Backing up round robin to initially cloned repositories <-> local restic cache

cdhowie · September 29, 2019, 4:48pm

I’m not sure if the cache is totally rebuilt as in downloading all index files (@fd0 may be able to answer that) but it would have to at least download new index files and remove local copies of missing ones or very basic functionality would break in any situation where multiple restic clients share access to the same repository.

My point is just that what is being described here would look exactly the same to restic as though the same repository was just modified by another client. Either both would have to work or neither would.

On my system, ~/.cache/restic contains directories that are named after the repository ID, so I do believe that they would share a cache, unless you use --cache-dir when using one of the repositories to maintain a separate cache.

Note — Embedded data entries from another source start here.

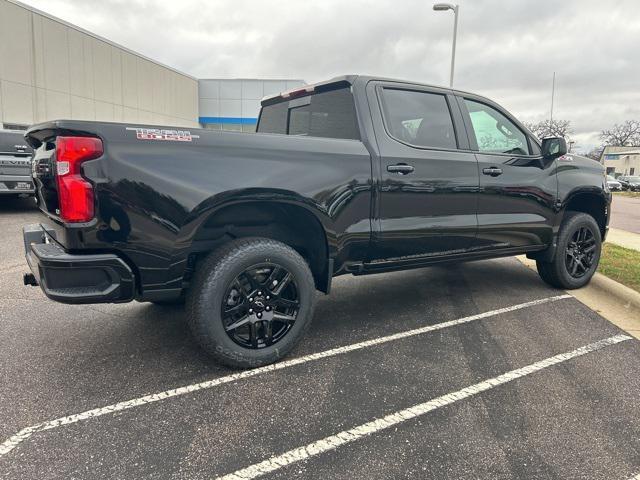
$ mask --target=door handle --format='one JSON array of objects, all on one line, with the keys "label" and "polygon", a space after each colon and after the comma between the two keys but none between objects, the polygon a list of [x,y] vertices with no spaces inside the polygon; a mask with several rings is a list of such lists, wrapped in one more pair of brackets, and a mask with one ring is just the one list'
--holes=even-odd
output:
[{"label": "door handle", "polygon": [[492,177],[497,177],[498,175],[502,175],[502,169],[498,167],[483,168],[482,173],[485,175],[491,175]]},{"label": "door handle", "polygon": [[406,163],[398,163],[397,165],[387,165],[387,172],[397,173],[398,175],[406,175],[415,170],[412,165]]}]

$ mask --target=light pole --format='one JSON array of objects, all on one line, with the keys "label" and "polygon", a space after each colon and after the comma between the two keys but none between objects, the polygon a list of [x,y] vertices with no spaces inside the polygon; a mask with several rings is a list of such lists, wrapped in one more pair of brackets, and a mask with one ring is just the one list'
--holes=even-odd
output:
[{"label": "light pole", "polygon": [[453,11],[453,47],[451,48],[451,76],[449,77],[449,86],[453,87],[453,67],[456,64],[456,38],[458,36],[458,5],[452,3],[436,3],[433,9],[436,12]]}]

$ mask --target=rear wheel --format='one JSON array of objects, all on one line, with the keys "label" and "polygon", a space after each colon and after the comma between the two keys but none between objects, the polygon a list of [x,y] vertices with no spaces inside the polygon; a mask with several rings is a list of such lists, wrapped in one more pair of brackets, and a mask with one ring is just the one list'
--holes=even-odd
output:
[{"label": "rear wheel", "polygon": [[540,277],[549,285],[580,288],[591,280],[600,261],[602,238],[595,219],[581,212],[568,212],[558,235],[558,246],[551,262],[538,260]]},{"label": "rear wheel", "polygon": [[275,240],[240,239],[210,254],[187,292],[198,343],[221,363],[258,367],[288,354],[311,322],[313,276]]}]

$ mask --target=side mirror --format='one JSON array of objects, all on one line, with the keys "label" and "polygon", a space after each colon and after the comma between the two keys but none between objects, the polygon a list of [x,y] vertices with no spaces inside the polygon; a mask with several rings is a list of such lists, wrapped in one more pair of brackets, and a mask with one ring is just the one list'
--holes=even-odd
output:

The following basic script is used. I’ll explain each line.

#!/bin/sh

cp -aln /var/restic/front/data /var/restic/back/ && \
cp -aln /var/restic/front/snapshots /var/restic/back/ && \
/usr/local/sbin/restic-front forget --prune --group-by host,tags --keep-within 7d && \
/usr/local/sbin/restic-back rebuild-index

Lines 1 and 2 hard-link all absent data and snapshots from the front repository to the back. Running as two separate commands with the packs processed first ensures the repository remains consistent (otherwise there is a small window of time where snapshots are added but the requisite data is not).

The cp options are as follows:

-a: copy recursively, preserving basically everything (ownership and timestamps are what I care about there)
-l: instead of copying contents, hard-link copied files (this means no additional disk space is used, and it’s safe since repository files are never changed)
-n: do not copy files that already exist in the destination

Line 3 is a standard forget+prune line to remove all snapshots except those created in the last 7 days from the front repository. Note that a significant amount of duplicate data is removed here, and this is expected since we’re copying all pack files from an “outside” perspective; we don’t (and can’t) avoid copying in duplicate blobs. (Edit: My bad here, this applies when pruning the back repository, not the front one. Sorry for the confusion.)

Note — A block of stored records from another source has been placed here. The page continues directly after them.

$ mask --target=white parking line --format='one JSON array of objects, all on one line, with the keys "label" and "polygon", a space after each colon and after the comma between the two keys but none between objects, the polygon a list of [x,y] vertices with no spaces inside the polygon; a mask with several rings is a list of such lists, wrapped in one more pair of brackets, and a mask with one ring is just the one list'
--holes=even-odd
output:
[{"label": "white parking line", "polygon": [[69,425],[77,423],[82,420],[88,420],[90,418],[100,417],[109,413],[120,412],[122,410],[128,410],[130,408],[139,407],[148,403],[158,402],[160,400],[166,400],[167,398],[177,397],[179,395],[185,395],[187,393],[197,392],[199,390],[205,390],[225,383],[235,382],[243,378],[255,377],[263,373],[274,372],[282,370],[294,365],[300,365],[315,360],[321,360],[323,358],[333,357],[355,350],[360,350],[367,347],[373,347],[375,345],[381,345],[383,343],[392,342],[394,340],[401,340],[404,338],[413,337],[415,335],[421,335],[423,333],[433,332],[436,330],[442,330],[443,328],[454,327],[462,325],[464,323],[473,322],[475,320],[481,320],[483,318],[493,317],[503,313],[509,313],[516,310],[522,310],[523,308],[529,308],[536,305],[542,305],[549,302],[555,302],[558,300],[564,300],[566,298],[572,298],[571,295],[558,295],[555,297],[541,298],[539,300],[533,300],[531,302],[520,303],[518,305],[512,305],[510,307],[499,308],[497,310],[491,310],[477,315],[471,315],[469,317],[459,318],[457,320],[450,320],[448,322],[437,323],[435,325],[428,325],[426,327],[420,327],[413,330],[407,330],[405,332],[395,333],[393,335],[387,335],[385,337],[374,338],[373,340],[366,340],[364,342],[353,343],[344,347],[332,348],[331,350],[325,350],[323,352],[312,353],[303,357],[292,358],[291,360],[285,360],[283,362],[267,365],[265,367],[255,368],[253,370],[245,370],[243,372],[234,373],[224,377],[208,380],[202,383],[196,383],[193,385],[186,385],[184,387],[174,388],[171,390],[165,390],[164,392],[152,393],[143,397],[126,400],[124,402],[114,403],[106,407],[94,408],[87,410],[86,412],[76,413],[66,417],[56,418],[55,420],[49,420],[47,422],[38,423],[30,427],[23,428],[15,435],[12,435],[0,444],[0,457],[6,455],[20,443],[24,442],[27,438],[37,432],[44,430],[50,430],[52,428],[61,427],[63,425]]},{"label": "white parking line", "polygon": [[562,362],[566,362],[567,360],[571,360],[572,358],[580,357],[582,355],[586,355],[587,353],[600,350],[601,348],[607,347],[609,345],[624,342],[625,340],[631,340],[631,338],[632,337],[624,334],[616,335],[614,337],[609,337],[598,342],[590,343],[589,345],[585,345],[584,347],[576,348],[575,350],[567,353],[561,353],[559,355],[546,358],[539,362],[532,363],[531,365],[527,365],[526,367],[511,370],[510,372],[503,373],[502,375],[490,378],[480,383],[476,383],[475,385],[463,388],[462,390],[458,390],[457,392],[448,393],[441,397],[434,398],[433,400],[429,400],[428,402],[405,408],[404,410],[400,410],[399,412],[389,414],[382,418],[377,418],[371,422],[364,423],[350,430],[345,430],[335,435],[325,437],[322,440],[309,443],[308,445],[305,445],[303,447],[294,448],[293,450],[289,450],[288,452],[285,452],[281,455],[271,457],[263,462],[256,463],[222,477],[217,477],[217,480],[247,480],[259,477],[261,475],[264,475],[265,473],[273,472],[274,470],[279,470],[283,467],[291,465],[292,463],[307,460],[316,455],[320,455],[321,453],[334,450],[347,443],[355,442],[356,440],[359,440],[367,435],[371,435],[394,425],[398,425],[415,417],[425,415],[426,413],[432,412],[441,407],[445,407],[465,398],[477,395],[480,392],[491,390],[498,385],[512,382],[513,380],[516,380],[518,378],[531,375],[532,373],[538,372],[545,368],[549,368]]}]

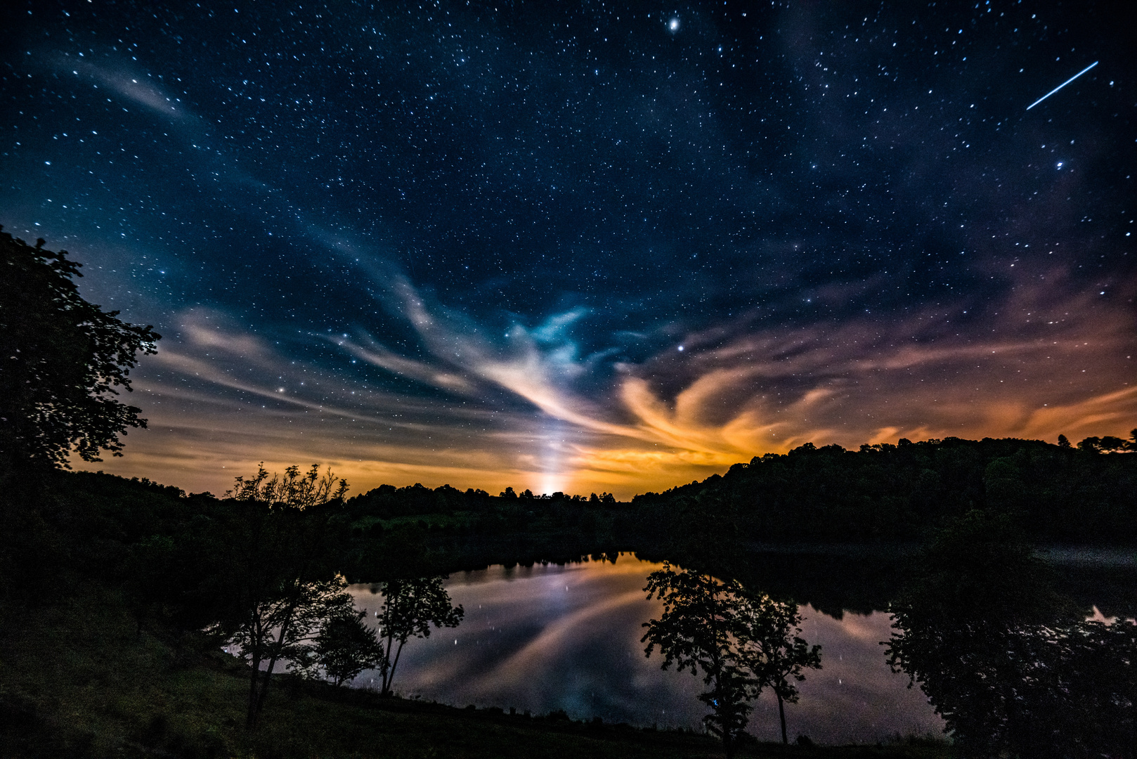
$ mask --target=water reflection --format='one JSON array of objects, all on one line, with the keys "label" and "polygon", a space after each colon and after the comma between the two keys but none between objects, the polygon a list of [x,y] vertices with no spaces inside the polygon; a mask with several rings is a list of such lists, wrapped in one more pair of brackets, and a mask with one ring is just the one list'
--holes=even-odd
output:
[{"label": "water reflection", "polygon": [[1009,518],[948,523],[893,608],[890,661],[963,756],[1134,756],[1137,626],[1087,620]]},{"label": "water reflection", "polygon": [[[702,729],[702,678],[664,671],[658,657],[644,655],[641,625],[662,607],[642,588],[661,567],[624,555],[615,564],[497,566],[453,575],[446,587],[465,620],[456,630],[410,641],[395,690],[456,706],[563,709],[576,719]],[[358,607],[377,610],[382,597],[368,586],[350,589]],[[881,654],[888,614],[837,620],[810,605],[800,612],[804,636],[823,646],[824,669],[800,683],[800,702],[787,708],[791,740],[807,734],[825,743],[872,742],[943,729],[923,694],[908,690],[908,678],[890,671]],[[364,673],[356,684],[372,680],[377,686],[377,676]],[[755,702],[747,729],[781,739],[772,693]]]}]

Line 4 rebuilds the index for the back repository, which is required for future actions on the back repository to function correctly; we added new data to the repository but it’s absent from the index.

Note that this script should not be run while any exclusive lock is held on the back repository, especially if that locking operation is prune; throwing new data in the middle of a prune could easily result in some of the new data being incorrectly removed. This can’t be enforced by the script since restic has no way to acquire a lock for use by commands outside of restic.

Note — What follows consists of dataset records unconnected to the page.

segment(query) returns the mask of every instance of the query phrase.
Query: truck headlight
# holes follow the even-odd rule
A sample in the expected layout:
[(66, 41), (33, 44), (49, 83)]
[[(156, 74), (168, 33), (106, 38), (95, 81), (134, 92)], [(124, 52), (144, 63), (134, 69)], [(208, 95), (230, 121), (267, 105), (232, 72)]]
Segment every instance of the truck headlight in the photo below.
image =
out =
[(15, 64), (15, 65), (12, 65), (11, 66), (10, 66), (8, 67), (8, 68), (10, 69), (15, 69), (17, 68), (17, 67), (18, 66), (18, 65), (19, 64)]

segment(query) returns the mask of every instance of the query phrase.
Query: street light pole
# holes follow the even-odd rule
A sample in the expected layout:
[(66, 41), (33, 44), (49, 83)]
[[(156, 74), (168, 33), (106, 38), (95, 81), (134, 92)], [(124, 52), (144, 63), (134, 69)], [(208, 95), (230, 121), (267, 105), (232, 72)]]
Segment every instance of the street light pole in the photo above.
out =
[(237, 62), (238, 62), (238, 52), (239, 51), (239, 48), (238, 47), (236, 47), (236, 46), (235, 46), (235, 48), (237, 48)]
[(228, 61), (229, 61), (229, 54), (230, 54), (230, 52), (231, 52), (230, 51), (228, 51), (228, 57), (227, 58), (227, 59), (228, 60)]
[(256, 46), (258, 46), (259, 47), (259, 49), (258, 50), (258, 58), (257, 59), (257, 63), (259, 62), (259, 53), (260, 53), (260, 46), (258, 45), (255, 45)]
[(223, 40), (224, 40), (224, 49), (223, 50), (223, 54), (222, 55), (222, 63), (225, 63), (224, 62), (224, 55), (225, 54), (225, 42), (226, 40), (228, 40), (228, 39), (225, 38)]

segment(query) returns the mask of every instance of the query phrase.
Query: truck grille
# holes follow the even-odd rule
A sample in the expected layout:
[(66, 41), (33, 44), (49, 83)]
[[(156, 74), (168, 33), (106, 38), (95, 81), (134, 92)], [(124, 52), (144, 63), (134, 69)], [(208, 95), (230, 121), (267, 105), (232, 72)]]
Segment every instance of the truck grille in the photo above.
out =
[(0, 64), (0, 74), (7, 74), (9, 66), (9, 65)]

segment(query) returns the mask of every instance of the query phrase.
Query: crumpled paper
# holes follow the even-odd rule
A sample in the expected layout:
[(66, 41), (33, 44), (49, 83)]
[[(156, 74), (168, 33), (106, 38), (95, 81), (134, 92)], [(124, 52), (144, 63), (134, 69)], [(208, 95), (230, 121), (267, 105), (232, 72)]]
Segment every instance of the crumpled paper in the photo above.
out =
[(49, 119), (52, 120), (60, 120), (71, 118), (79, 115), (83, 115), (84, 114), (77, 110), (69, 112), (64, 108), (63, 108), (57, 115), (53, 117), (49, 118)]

Once this feature is implemented, we will alter our scripts to use it instead:

github.com/restic/restic

Add command to copy all data to another repository

opened 10:33AM - 25 Oct 15 UTC

closed 08:18AM - 30 Aug 20 UTC

fd0

type: feature suggestion state: work in progress

During the discussion in #320 we discovered that functionality may be helpful to… copy all data (data blobs, tree blobs, snapshots) from a repository to a new one, recreating pack files and indexes on the fly. This allows creating a new repository in a different location (e.g. moving from a local repository to an sftp-server) and using that from now on without losing any history and old snapshots. This issues tracks the implementation of this feature and can be closed when it is implemented.